As a real estate investor, you may own several properties at one time. You’ll be buying and selling and handling all kinds of financial transactions. However, you want to protect your personal property and finances and it helps to understand what asset protection is in real estate and how it works.
Why You Need Asset Protection
There are several reasons you want to protect yourself and your private assets with regards to your real estate investments. First, you want to limit the financial impact of having these properties in your name when it comes to tax time. You’ll pay more in taxes if your investments are listed as part of your personal income (in most cases).
If you have an S corporation or LLC that “owns” your property, you can use different tax breaks than what may be available for individuals. The result is you pay less taxes on the money you make. Another issue is with lawsuits. If something happens with one of your properties and someone sues you, your personal assets will be safe.

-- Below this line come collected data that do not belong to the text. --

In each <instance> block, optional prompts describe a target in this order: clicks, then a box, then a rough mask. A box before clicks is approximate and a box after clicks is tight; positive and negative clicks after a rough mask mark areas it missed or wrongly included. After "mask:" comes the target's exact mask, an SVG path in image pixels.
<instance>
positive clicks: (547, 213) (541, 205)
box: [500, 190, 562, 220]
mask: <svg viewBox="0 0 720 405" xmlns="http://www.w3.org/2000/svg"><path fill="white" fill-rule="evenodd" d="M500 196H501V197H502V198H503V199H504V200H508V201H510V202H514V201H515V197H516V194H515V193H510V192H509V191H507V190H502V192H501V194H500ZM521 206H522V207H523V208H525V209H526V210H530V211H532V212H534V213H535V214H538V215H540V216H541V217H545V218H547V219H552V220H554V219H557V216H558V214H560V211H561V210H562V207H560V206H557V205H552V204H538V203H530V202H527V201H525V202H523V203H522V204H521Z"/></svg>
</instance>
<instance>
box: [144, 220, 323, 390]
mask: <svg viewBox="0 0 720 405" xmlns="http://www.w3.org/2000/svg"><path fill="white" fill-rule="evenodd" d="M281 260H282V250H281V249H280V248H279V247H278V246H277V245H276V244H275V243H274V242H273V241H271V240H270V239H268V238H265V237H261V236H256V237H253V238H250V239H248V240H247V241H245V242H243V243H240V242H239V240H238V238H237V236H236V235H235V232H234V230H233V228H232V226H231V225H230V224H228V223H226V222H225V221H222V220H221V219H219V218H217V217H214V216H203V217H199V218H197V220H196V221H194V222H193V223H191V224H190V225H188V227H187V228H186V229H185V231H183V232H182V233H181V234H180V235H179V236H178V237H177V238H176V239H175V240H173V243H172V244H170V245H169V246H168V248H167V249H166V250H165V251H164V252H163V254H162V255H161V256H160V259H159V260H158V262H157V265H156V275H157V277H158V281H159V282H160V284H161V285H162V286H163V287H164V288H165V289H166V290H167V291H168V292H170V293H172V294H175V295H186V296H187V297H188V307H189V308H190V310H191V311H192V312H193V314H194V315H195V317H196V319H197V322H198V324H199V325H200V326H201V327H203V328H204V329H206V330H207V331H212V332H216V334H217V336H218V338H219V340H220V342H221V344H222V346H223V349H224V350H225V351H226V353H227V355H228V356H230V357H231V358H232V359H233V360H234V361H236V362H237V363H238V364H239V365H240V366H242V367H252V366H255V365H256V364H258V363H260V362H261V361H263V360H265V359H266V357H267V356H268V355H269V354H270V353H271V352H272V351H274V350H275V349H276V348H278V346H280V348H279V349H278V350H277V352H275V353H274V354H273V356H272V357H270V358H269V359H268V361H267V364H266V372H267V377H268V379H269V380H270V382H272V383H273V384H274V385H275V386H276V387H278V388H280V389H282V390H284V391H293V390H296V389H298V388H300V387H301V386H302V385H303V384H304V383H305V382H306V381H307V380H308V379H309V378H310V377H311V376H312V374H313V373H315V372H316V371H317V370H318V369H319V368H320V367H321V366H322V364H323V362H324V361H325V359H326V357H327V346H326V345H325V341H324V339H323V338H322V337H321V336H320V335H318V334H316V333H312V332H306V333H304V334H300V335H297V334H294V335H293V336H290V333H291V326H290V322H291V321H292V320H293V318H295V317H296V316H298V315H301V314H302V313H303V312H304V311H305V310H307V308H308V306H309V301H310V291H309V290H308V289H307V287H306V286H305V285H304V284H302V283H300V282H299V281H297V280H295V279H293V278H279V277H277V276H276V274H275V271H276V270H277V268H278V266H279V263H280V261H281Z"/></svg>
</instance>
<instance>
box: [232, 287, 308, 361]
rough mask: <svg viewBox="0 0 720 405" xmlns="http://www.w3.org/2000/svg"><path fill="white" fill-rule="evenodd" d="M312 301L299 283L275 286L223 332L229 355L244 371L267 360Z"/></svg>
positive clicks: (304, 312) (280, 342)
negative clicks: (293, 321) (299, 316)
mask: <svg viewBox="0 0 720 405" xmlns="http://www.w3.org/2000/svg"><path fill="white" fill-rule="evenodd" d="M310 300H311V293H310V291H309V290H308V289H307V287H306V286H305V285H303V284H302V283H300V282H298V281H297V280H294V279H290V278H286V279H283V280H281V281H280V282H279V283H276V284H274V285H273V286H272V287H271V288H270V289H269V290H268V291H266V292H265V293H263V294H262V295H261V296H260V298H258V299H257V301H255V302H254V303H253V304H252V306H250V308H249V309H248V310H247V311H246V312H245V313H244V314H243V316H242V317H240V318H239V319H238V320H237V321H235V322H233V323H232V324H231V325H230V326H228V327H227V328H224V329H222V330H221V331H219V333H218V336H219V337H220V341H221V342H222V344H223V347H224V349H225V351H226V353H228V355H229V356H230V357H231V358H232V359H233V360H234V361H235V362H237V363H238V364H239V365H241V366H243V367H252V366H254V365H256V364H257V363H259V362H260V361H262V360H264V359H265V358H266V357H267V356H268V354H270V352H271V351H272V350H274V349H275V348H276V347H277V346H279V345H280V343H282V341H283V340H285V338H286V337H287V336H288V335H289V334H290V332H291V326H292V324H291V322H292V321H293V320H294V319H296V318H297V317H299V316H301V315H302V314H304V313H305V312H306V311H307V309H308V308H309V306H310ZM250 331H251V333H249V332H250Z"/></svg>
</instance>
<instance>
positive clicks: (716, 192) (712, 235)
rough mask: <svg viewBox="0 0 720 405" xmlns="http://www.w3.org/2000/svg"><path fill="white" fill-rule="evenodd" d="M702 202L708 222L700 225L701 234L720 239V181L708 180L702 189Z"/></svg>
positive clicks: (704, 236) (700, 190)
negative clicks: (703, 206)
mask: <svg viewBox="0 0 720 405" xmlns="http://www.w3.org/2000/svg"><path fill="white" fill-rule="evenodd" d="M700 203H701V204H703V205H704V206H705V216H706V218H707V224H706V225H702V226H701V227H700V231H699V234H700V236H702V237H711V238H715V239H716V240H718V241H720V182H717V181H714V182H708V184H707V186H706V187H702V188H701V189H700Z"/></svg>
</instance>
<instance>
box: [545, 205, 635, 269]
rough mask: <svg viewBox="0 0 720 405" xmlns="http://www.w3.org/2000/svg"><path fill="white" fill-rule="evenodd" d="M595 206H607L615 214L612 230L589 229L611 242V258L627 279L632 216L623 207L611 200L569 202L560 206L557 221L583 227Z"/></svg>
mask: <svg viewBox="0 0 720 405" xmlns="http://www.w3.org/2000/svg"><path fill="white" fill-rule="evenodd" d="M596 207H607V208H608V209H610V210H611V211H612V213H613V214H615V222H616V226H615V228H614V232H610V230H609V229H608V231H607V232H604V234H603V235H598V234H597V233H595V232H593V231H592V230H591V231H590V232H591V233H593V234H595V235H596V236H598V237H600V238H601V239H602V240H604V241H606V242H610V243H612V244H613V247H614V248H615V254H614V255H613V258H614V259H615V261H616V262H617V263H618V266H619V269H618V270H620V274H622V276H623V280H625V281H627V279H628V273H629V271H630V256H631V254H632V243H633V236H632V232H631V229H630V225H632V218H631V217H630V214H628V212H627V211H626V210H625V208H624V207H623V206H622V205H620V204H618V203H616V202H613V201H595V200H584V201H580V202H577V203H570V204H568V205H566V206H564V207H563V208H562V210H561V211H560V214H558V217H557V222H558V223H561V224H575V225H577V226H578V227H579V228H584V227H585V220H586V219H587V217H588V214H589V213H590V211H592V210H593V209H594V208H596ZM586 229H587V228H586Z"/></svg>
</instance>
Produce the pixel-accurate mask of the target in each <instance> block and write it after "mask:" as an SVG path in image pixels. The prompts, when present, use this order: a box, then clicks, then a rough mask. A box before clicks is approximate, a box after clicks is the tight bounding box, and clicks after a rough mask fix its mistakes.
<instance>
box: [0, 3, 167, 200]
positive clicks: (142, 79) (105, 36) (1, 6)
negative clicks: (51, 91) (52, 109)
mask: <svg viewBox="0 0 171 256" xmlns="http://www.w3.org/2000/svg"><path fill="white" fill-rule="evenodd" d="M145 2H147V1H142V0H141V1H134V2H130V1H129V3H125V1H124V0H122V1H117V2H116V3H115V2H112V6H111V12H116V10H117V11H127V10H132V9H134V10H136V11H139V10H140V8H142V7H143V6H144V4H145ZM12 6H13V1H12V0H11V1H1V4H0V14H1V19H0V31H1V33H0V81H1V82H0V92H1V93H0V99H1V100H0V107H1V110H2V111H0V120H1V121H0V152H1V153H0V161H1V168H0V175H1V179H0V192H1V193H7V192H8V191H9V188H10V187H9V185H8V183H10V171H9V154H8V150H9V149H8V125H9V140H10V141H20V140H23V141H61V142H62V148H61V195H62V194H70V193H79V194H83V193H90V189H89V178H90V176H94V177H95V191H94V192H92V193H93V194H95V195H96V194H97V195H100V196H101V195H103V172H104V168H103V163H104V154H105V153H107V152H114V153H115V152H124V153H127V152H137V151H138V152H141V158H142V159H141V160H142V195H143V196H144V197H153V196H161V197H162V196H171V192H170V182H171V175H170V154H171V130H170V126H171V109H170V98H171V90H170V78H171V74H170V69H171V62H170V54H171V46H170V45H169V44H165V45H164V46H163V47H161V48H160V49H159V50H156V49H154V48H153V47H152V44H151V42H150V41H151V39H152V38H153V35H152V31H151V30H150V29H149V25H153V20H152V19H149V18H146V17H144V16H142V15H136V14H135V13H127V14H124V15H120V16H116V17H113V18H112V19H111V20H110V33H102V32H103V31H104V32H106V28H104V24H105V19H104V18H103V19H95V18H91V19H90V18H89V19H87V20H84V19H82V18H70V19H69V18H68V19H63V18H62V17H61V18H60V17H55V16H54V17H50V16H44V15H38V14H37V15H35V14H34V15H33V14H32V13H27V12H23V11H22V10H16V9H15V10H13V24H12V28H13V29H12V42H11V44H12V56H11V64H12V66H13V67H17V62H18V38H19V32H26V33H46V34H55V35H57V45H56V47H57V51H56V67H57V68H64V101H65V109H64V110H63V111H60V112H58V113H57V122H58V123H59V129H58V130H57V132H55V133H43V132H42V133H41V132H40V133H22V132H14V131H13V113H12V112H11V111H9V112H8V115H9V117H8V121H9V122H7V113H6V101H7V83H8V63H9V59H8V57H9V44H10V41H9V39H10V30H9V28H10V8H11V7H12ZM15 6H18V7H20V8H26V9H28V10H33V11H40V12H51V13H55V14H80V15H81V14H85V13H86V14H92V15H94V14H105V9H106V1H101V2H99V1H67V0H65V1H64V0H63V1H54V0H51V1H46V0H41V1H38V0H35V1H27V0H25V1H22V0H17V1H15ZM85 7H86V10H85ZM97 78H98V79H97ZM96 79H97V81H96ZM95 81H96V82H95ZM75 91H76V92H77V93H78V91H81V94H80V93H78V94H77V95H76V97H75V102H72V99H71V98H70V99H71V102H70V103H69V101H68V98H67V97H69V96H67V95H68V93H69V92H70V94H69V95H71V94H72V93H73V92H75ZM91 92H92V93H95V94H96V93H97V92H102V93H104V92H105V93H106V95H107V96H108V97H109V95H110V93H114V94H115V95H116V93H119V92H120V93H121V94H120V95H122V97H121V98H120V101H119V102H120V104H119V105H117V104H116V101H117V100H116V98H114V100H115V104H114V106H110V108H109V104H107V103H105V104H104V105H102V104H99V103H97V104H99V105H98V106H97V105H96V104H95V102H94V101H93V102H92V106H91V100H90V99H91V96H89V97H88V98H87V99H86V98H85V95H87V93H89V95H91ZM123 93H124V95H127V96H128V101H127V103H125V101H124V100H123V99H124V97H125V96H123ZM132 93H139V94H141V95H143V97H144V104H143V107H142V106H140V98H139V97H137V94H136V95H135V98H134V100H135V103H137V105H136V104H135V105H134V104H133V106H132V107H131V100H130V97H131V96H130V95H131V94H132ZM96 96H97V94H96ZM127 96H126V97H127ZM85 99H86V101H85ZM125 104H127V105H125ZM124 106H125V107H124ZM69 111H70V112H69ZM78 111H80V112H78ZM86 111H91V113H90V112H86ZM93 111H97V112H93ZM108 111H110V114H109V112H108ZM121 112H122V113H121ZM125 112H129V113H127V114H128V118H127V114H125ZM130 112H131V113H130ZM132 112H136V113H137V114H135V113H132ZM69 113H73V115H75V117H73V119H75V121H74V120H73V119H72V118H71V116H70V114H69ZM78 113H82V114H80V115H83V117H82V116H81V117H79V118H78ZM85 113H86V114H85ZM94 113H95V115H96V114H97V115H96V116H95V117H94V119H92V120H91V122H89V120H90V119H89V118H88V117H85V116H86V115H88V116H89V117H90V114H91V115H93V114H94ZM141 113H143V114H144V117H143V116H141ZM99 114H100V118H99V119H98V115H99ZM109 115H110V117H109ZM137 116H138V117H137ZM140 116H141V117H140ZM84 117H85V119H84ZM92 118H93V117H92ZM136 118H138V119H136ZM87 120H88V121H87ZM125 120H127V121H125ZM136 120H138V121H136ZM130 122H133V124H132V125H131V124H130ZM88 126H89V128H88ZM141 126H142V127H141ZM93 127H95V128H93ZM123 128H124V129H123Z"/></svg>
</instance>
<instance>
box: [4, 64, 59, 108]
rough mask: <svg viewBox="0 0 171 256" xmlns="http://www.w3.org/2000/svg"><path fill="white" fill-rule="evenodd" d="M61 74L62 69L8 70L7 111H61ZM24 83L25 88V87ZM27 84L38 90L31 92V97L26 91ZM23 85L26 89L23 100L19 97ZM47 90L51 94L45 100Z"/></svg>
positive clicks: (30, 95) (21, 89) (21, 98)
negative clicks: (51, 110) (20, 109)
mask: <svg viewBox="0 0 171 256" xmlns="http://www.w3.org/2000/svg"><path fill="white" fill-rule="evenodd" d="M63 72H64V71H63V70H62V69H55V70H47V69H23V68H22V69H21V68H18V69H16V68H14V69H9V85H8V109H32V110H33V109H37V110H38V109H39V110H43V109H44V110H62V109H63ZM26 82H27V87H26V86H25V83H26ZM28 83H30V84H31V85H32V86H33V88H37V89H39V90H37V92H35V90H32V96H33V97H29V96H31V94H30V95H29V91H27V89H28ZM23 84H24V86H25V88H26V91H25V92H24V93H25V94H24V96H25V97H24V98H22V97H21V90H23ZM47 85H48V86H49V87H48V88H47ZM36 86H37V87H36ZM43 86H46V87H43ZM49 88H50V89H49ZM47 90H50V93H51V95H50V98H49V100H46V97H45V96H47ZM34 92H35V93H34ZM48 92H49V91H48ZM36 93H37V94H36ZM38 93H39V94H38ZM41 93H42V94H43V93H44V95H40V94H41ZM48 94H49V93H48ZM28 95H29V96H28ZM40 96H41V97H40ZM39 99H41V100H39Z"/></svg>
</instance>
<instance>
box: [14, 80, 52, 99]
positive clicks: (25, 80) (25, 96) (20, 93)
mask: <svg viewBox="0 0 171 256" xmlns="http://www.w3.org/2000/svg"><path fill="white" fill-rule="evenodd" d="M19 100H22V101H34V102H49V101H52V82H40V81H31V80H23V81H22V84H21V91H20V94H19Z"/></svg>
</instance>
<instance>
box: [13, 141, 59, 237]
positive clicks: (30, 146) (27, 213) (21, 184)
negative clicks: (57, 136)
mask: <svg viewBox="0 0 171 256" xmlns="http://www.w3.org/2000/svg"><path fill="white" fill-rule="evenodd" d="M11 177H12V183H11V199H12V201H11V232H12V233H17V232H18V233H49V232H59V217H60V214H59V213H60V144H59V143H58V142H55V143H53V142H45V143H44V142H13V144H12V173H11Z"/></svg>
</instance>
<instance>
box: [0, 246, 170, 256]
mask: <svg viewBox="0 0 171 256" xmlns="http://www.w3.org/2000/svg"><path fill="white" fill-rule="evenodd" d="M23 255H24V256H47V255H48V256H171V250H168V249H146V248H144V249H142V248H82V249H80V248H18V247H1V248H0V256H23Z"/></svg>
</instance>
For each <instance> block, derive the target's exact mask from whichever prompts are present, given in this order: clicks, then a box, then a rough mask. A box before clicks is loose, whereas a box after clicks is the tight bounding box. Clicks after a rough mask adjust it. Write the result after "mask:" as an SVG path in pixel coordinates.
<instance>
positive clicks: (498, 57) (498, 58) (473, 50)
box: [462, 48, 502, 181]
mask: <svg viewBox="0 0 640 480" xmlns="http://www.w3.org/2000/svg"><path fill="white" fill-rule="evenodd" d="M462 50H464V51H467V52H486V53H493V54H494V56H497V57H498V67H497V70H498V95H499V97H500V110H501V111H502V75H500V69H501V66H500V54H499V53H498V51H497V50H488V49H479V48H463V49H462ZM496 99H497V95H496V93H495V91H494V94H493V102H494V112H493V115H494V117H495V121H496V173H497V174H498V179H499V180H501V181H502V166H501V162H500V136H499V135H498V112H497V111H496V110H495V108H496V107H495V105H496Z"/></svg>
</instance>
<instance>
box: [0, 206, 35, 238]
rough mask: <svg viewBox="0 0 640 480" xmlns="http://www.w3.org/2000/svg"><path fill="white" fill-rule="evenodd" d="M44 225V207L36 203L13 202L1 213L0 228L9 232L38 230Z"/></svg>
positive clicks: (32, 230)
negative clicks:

How to Protect Your Assets
The short answer to this question is not to own any properties. Now, that seems counterproductive to what you want as a real estate investor. However, the idea behind asset protection is to prevent you from being personally liable for these properties.
To achieve this level of protection, you need to set up companies. It can be a limited liability company or LLC or an S corporation or other entities. When you purchase a property, you’ll buy it through the company instead of through your own personal name. You can create as many companies as you want and divide up your properties as you wish.
When you do this, you prevent issues from going beyond the company that owns the problem property. Your other properties are safe, and your personal assets are protected.
Of course, the companies must be set up the right way for it to work. It can be complicated to get them set up right, so you’ll want to hire an attorney to help you with the process.